ED: When you really do think about it, it is remarkable how little enduring memorialization there is of de Soto, who would’ve covered more of what’s now British North America then anybody, right? Until Lewis and Clark.

PETER: Yeah.

ED: And we have no memory of him at all! So I think that Shane’s question’s an excellent one. And I wonder if it has something to do with Columbus’s uncertain ethnic origins. The fact that he’s kind of Italian, kind of Spanish. He’s kind of pa-European.

PETER: Well, he’s Italian, but he’s for sale. [LAUGHS] And whoever would sponsor him will get the advantage of his enterprise. So that idea that he’s up for grabs makes him a kind of European, a generic European. And that’s the way he sells himself.

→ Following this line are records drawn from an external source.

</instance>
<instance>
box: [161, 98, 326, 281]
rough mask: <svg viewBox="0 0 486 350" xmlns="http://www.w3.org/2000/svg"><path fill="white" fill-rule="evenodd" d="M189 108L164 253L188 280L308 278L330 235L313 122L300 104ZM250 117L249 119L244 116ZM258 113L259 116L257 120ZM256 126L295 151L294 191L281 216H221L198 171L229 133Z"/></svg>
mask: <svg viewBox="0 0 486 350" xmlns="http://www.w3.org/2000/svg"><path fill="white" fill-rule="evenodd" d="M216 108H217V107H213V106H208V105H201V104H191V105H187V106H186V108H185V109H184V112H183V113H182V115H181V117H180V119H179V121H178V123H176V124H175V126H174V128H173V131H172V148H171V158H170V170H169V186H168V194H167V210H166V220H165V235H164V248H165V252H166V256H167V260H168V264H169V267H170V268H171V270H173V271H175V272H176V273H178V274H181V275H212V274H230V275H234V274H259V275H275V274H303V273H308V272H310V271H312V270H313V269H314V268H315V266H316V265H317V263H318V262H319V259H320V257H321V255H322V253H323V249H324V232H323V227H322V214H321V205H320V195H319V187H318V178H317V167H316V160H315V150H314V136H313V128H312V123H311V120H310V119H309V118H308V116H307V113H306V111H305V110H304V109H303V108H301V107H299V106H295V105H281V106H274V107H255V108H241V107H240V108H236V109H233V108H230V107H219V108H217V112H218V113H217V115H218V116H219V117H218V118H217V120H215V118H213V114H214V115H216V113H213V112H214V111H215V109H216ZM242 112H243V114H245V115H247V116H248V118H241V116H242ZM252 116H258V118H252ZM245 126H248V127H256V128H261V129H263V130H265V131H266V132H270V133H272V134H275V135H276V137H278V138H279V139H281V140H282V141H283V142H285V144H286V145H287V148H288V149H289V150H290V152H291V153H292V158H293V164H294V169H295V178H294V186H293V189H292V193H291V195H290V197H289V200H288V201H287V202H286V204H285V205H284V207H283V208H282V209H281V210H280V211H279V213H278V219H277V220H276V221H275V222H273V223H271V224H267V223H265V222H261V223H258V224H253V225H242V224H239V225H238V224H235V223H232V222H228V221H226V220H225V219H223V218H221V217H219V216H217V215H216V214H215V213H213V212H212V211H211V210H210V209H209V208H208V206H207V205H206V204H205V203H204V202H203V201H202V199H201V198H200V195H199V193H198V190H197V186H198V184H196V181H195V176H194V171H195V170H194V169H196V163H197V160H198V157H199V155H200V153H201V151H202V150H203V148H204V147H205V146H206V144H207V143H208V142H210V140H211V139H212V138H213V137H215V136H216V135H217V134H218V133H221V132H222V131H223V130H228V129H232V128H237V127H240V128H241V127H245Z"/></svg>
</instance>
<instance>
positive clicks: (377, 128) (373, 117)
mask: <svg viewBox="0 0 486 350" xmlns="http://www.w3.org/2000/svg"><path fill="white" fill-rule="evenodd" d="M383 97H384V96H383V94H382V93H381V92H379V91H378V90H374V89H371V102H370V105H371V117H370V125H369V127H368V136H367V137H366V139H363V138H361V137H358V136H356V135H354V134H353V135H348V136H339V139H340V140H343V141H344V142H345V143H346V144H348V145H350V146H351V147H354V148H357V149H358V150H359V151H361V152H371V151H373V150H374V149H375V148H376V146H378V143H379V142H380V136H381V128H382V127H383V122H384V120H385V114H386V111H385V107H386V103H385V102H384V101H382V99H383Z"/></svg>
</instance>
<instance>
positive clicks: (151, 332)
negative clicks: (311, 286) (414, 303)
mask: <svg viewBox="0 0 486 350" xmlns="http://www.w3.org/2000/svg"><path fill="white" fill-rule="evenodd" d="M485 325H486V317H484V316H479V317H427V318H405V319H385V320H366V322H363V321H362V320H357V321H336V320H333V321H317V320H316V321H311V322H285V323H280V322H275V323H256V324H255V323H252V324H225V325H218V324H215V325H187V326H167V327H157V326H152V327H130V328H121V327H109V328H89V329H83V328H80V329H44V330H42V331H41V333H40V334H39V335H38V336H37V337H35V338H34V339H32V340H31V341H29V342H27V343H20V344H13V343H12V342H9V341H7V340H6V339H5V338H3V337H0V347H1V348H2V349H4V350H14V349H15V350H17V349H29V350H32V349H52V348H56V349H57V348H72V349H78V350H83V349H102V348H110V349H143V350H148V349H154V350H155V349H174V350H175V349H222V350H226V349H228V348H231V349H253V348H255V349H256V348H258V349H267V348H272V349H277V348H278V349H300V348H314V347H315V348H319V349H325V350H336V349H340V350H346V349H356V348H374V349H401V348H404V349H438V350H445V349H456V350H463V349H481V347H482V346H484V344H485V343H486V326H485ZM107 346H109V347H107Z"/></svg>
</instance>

I mean, this is a step– we had steps on the moon for mankind. Well, this is a step into the New World for Christendom, for Europe. And so he’s the beginning of everything in this age of the penetration of the New World. And then other national traditions that become increasingly clearly national traditions build on that beginning.

ED: Well, and it’s not just a national tradition in general. And Shane’s question is, how about these guys from Spain?

PETER: They’re the ones who actually come to what becomes the United States. But they come of course, in the name of the king of Spain. And here we get into dueling imperial histories.

What is the United States’ claim to North America? It’s not based on Spanish discoveries. It’s based first on English discoveries, English settlements.

And if you acknowledge the discoverers and you say they yeah, they were there, they planted the flag, it’s theirs! No. The British insist that it’s open space. It’s terra nullius. So in a way, the mapping of the New World leads to our interpretation of its history.

I think what’s interesting is you’ll get more interest in these figures– Coronado, de Soto, de Vaca, and so forth– now as we begin to understand the multi-imperial origins of the United States. And now that there’s a large Hispanic population, then these figures become important and Columbus fades away.

ED: OK. So what we will expect now is the Hispanicization of discovery, right?

PETER: You are so right.

ED: You know, Brian, I think you’re probably on the cutting edge of historical reclamation. I think listeners to our shows know that you are proud native of Southern Florida. Was there any sense of this sort of Spanish era in your childhood?

BRIAN: You bet there was, Ed. I went to Ponce de Leon Junior High School in Coral Gables, Florida.

PETER: Oh, that’s why you’re so youthful!

BRIAN: Eternally! And even before that, in elementary school, the history curriculum emphasized de Soto far more than Christopher Columbus. We were very proud of those Spanish explorers and conquistadors. And I’m not going to tell you about my toreador pants.

PETER: Well, you wouldn’t have been proud if you were a little bit older than you are now and were born in the 19th century. It’s only in the 20th century that new regional traditions emerged in the United States to reinforce the notion of the United States as a great power. The California missions, the southwest border lands, all became Spanish in the national imagination in the 20th century, long after they really were Spanish in any sense of the word.

ED: Yeah, after we’d actually established that we owned all that.

PETER: Yeah.

ED: Sure, put an adobe house here or there, right?

PETER: That’s exactly true! It’s a tourist scam! Think of Santa Fe. It’s make believe. It’s Disneyland before its time.

ED: So it sounds like to me that Shane makes a really good point, that we do ignore this 100 years ’cause we’re not exactly sure what to do with it. Precisely because it does have historical content, it’s like, oh man, that opens up a lot of issues. Let’s just go from Columbus to the Puritans and forget all that stuff that happened in between.